Según los datos publicados por AENA, con la maniobra CDA se consigue, por cada vuelo, una disminución del nivel de ruido entre 4 y 6 decibelios en poblaciones situadas entre 11 y 22 millas náuticas (20-40 kilómetros) del umbral, una media de 160 kilos de reducción de gasto de combustible por vuelo y una disminución de entre 300 y 480 kilos de media en la emisión de gases contaminantes por aeronave.

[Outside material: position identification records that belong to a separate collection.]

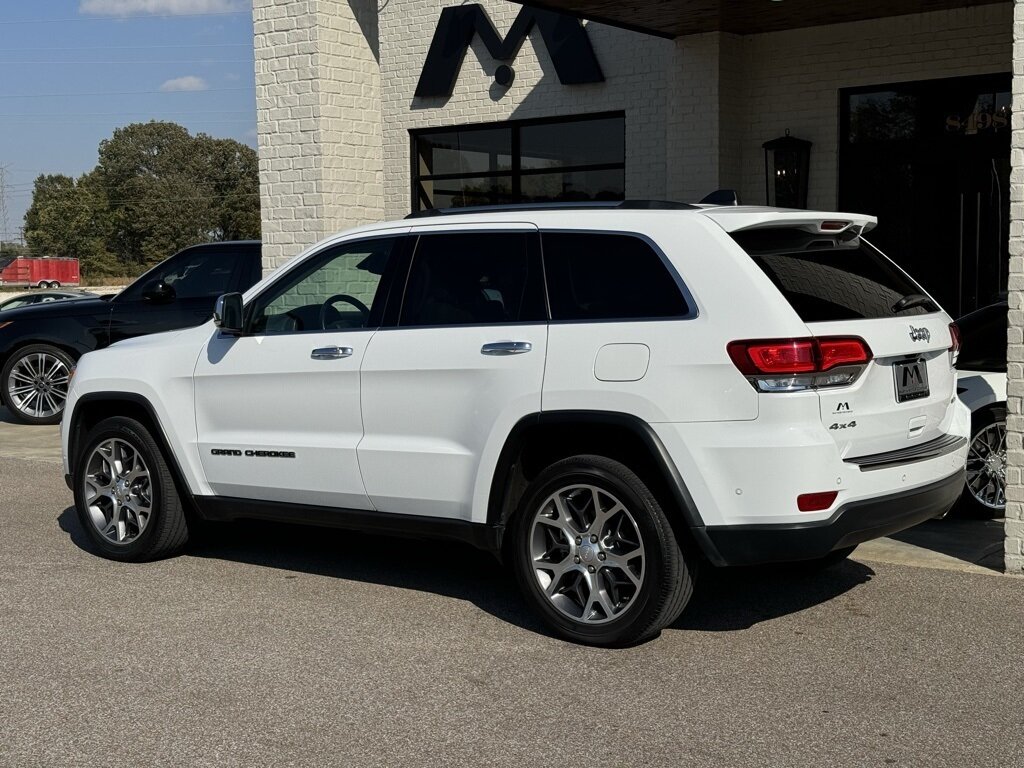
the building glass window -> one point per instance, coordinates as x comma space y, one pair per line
536, 161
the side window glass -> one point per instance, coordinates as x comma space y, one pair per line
473, 279
205, 273
592, 275
195, 273
334, 291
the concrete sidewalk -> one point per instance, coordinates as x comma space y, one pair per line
954, 544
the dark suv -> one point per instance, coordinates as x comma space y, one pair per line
39, 345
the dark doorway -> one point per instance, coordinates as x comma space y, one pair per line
931, 160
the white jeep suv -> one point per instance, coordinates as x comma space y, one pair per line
604, 395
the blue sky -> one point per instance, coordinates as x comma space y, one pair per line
75, 70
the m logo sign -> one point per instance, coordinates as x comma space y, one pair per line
564, 37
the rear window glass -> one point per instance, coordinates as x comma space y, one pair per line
594, 275
832, 278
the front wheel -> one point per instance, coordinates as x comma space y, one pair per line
985, 489
596, 556
125, 495
35, 382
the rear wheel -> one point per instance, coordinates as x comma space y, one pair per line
125, 495
35, 382
596, 556
985, 489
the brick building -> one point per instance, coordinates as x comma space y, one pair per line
365, 113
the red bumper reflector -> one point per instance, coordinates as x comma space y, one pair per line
816, 502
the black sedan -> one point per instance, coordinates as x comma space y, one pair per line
40, 344
42, 297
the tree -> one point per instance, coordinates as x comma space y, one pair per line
66, 217
155, 190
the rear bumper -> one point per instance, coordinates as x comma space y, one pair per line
850, 524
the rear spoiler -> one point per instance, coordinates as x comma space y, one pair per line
815, 222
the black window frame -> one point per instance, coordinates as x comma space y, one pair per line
516, 172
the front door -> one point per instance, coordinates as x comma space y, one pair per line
278, 409
931, 160
442, 389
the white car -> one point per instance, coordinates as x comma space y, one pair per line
606, 395
982, 386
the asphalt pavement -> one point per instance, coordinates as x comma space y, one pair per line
280, 645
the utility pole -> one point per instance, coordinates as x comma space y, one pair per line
3, 205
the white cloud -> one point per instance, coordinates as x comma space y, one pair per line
186, 83
159, 7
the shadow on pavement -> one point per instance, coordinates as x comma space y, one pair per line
725, 599
730, 599
970, 539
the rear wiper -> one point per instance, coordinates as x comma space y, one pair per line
911, 300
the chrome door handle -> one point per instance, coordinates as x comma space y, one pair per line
502, 348
331, 353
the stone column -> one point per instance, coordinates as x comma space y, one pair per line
1015, 354
318, 121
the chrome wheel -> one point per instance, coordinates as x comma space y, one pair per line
588, 555
986, 466
118, 492
38, 385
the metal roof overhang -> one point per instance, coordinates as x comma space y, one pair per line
675, 17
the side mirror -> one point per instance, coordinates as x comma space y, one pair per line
227, 313
159, 292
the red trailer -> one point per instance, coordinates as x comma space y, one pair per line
29, 272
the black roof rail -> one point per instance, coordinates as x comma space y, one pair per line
632, 205
722, 198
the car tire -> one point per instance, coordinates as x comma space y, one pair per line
34, 383
631, 555
125, 494
985, 487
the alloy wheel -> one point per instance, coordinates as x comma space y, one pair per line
986, 466
38, 385
588, 554
118, 491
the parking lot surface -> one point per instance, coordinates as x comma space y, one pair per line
280, 645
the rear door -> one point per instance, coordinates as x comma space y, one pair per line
442, 389
840, 285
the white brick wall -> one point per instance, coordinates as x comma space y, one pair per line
317, 96
1015, 370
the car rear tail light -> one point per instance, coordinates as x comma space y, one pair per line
954, 343
797, 365
816, 502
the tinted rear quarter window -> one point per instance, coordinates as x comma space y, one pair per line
595, 275
830, 278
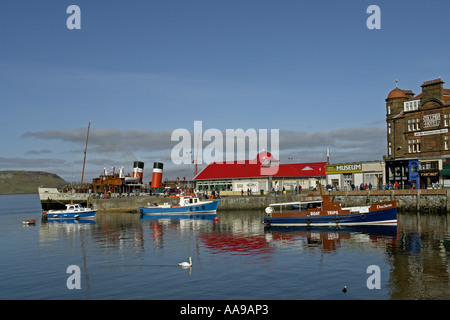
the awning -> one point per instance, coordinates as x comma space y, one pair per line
445, 171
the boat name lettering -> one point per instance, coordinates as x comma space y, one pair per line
388, 205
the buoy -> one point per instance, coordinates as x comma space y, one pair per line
186, 264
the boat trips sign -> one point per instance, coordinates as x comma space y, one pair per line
344, 168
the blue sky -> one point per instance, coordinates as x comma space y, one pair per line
141, 69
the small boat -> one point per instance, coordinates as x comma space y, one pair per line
188, 204
72, 211
325, 212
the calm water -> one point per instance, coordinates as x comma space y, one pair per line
121, 256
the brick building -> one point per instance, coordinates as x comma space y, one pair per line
418, 145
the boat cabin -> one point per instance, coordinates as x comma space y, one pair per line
73, 207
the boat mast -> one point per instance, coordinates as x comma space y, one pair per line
85, 150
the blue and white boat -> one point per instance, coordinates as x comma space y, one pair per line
72, 211
188, 205
324, 212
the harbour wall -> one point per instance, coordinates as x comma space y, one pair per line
420, 200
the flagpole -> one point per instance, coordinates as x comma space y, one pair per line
85, 150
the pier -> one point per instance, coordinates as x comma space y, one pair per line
413, 200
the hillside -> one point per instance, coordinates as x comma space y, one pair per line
13, 182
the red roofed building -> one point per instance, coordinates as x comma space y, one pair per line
261, 173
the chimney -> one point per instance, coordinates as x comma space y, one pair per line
433, 89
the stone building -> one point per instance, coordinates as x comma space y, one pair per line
418, 143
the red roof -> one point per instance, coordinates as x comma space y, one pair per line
254, 169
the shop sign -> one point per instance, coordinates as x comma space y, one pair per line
431, 120
344, 168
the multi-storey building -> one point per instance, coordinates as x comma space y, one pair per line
418, 145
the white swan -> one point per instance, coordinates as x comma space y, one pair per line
186, 264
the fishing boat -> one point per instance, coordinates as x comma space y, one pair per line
29, 222
186, 204
323, 211
72, 211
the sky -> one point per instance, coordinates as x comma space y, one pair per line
142, 69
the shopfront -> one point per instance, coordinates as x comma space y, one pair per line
429, 174
344, 176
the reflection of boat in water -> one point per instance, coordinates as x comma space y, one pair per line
329, 239
187, 205
70, 221
374, 230
325, 212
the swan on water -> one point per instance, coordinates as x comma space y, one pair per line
186, 264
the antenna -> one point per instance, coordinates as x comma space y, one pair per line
85, 150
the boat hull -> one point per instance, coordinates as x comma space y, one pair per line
71, 215
208, 207
380, 217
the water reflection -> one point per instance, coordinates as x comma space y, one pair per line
330, 239
420, 265
416, 251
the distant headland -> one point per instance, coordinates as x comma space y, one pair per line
19, 182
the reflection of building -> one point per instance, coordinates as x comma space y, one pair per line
418, 135
262, 173
344, 175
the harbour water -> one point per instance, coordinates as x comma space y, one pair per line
122, 256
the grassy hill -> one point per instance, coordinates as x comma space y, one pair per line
13, 182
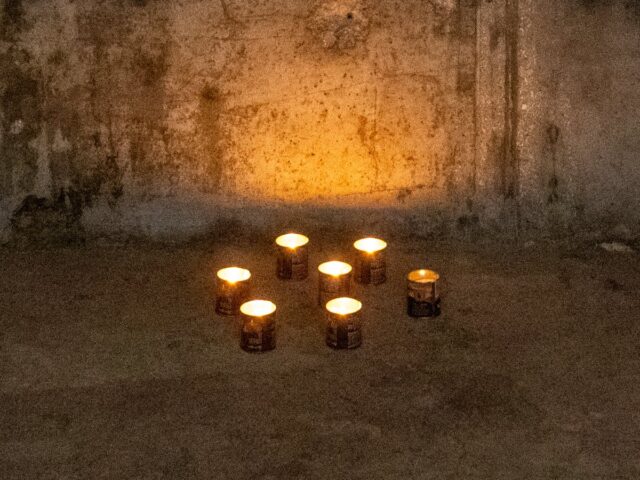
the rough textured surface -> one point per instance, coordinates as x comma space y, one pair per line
447, 117
114, 365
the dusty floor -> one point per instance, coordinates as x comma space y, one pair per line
114, 365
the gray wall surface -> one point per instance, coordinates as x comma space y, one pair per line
438, 117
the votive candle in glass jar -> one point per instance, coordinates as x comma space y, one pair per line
334, 281
258, 333
344, 325
370, 265
232, 289
293, 256
423, 297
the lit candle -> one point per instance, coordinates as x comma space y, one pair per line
232, 288
258, 332
423, 298
344, 327
370, 266
293, 258
334, 281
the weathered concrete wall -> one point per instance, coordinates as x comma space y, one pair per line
579, 129
442, 116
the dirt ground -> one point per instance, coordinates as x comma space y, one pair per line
114, 365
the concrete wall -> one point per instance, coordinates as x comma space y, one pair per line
435, 117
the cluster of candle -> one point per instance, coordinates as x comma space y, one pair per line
344, 325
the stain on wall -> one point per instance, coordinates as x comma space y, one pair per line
161, 115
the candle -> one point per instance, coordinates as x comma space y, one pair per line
232, 288
344, 327
258, 332
334, 281
293, 258
423, 298
370, 266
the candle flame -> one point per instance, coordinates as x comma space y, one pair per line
334, 268
370, 245
258, 308
423, 276
234, 274
292, 240
343, 305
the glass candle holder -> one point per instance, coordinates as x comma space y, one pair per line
258, 333
232, 289
423, 297
293, 257
334, 281
344, 326
370, 265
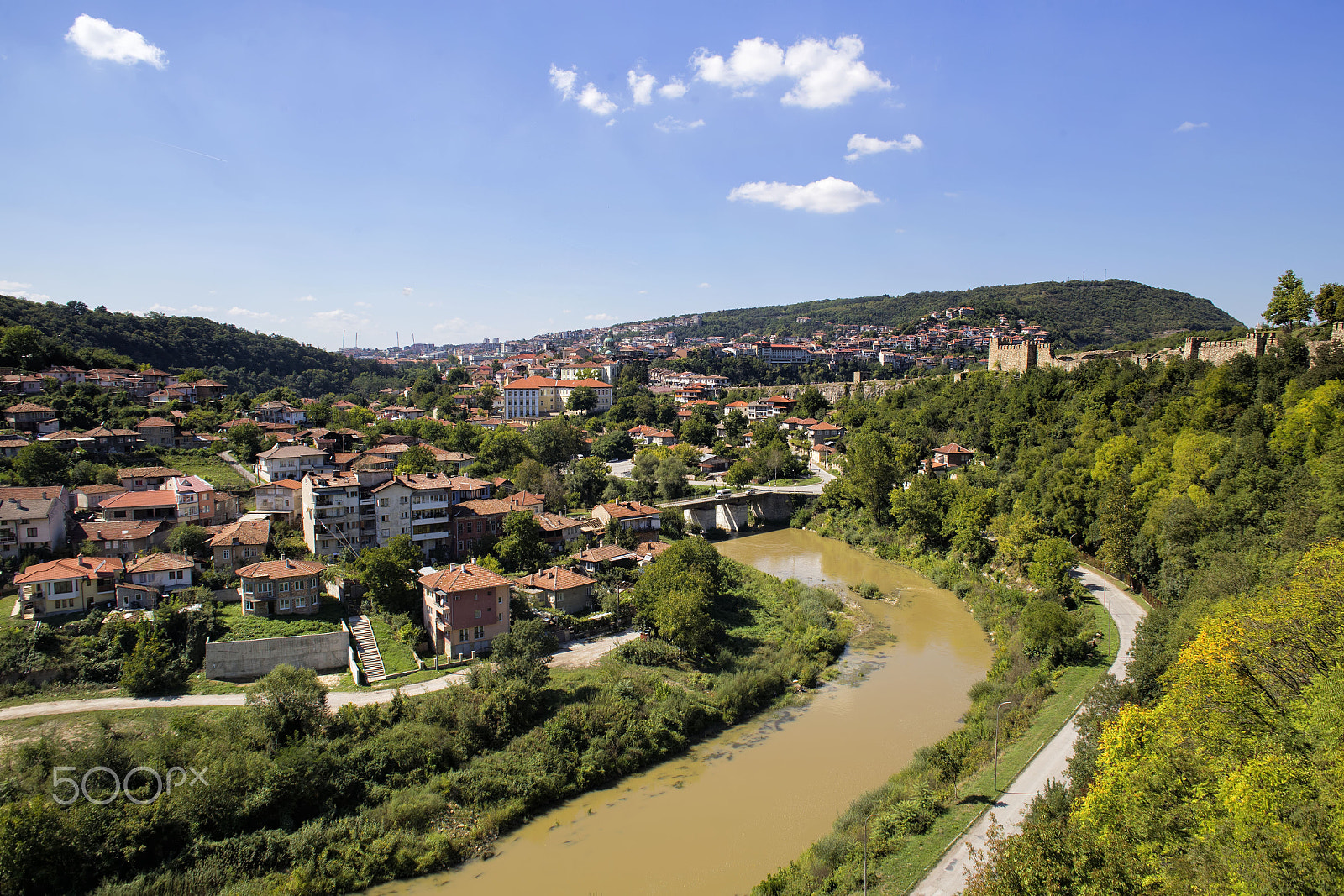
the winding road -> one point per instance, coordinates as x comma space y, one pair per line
952, 872
577, 653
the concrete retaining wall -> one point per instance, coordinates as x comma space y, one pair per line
257, 658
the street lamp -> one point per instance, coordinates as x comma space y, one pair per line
1005, 703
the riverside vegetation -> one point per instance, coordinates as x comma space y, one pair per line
306, 801
1215, 768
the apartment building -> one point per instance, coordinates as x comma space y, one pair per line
33, 517
465, 607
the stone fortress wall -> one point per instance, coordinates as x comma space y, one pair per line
1015, 356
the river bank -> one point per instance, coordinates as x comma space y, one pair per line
734, 808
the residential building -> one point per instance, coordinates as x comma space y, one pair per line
339, 511
531, 396
591, 560
273, 587
121, 539
145, 479
158, 432
629, 515
27, 417
71, 584
154, 577
561, 589
465, 607
239, 544
31, 519
281, 499
292, 463
602, 390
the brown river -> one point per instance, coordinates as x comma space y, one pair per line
737, 808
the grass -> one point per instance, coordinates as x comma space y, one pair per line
239, 627
907, 867
396, 656
207, 466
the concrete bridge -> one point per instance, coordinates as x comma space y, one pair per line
729, 513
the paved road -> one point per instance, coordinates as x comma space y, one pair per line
578, 653
949, 875
242, 470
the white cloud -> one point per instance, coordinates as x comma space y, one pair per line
257, 316
564, 81
642, 86
672, 125
866, 145
97, 39
826, 196
20, 291
824, 73
674, 89
596, 101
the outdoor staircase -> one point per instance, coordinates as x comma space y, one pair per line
367, 645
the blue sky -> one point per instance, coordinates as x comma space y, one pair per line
445, 170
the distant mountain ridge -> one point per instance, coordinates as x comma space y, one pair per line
1077, 313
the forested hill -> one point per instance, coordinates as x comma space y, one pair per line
237, 356
1077, 313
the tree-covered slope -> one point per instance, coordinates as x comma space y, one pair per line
1079, 313
237, 356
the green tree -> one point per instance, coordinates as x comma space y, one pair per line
1330, 302
289, 703
154, 665
187, 537
40, 464
522, 547
245, 441
1290, 304
417, 458
582, 399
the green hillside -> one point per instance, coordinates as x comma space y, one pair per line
1079, 313
237, 356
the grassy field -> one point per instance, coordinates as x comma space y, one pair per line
396, 656
239, 627
906, 868
207, 466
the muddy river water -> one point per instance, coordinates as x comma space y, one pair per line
737, 808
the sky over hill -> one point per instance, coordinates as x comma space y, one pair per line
459, 170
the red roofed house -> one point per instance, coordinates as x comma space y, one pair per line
67, 586
281, 586
561, 589
465, 607
631, 515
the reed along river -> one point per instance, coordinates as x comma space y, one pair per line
737, 808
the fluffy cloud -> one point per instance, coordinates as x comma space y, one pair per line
566, 80
20, 291
826, 196
642, 86
671, 125
97, 39
826, 73
866, 145
255, 316
674, 89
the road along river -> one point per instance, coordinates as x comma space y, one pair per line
752, 799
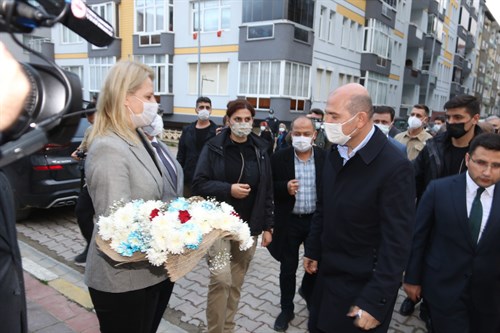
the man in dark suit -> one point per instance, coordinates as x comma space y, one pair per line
297, 178
361, 231
455, 251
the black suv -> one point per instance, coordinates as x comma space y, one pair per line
49, 177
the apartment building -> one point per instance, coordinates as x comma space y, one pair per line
487, 85
285, 54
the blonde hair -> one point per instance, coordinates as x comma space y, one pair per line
124, 78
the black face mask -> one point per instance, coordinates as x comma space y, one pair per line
456, 130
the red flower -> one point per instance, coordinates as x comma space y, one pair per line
184, 216
154, 213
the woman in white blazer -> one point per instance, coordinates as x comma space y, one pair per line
121, 165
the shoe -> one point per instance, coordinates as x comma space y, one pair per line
281, 323
82, 257
407, 307
301, 293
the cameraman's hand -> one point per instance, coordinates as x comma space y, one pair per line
14, 87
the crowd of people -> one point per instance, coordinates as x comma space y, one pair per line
374, 209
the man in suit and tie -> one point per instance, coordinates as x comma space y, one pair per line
296, 179
455, 250
361, 230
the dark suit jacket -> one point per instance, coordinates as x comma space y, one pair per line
444, 260
361, 231
12, 295
283, 167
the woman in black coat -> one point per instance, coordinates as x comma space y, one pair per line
234, 167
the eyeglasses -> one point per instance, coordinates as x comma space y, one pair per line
485, 165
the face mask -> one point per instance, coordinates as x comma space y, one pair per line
414, 122
456, 130
384, 128
203, 114
150, 111
155, 128
301, 143
241, 129
334, 132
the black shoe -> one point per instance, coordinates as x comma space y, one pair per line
82, 257
281, 323
407, 307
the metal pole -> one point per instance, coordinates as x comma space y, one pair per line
198, 67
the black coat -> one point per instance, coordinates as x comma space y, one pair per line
187, 153
210, 179
12, 295
444, 259
283, 166
361, 233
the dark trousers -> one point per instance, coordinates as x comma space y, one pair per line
298, 229
463, 319
138, 311
84, 211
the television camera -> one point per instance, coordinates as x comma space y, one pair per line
51, 110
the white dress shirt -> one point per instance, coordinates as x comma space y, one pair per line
486, 200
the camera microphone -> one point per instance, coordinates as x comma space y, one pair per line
82, 20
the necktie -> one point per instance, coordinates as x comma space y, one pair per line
167, 164
476, 215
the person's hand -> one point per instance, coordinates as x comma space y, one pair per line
14, 87
292, 186
310, 266
240, 191
413, 291
267, 238
363, 320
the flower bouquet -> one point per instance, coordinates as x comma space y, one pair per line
176, 235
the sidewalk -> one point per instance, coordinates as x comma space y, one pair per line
59, 303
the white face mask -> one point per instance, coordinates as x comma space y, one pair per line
302, 143
203, 114
334, 132
155, 128
150, 111
384, 128
414, 122
241, 129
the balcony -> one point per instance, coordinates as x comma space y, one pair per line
415, 36
432, 46
411, 76
458, 61
428, 78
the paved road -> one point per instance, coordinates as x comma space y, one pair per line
52, 236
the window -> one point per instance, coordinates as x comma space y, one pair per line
108, 12
378, 86
153, 18
260, 78
162, 65
212, 15
99, 67
260, 31
377, 39
214, 78
78, 70
331, 27
69, 37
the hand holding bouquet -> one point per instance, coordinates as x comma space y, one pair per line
176, 235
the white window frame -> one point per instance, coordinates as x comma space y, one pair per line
162, 66
98, 69
221, 6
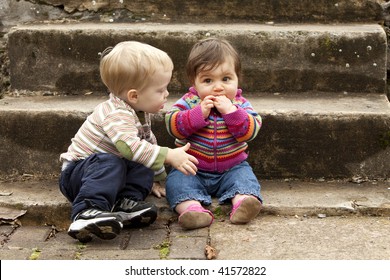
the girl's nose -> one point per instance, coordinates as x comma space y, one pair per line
218, 87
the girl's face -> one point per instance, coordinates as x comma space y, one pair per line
221, 80
153, 96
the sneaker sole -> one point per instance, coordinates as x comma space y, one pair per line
140, 218
101, 227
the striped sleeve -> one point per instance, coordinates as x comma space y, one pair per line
244, 123
121, 128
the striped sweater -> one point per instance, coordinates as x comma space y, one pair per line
218, 142
114, 127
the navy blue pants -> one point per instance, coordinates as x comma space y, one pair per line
102, 179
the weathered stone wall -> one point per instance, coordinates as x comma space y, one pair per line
222, 11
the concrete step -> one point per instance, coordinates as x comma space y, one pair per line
39, 202
314, 135
202, 11
276, 58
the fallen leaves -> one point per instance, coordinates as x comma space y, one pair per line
210, 252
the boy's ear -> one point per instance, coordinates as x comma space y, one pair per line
132, 96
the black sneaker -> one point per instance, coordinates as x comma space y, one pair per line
137, 213
105, 225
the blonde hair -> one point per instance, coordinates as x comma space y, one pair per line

El ruido, caballo de batalla de los vecinos

En la asociación de vecinos Los Sauces, de Montecanal, llevan años reclamando medidas para paliar los problemas de ruido derivados del tráfico aéreo que sobrevuela sus hogares. Su portavoz, Rosa Burgos, lamenta que la técnica de los aterrizajes verdes no haya cuajado "pese a que se trata de algo positivo tanto para las empresas como para los vecinos y el medioambiente".

Burgos participó en enero en una mesa con el Ayuntamiento, AENA, Defensa y la Universidad de Zaragoza, entre otros interlocutores, y les traslado "los problemas que seguimos sufriendo" y "la necesidad de aplicar medidas paliativas", así como de "hacer un estudio de ruidos riguroso que demuestre que el paso de aviones realmente afecta a nuestro día a día". En cualquier caso, la portavoz vecinal subraya que los mayores inconvenientes "los generan los vuelos militares".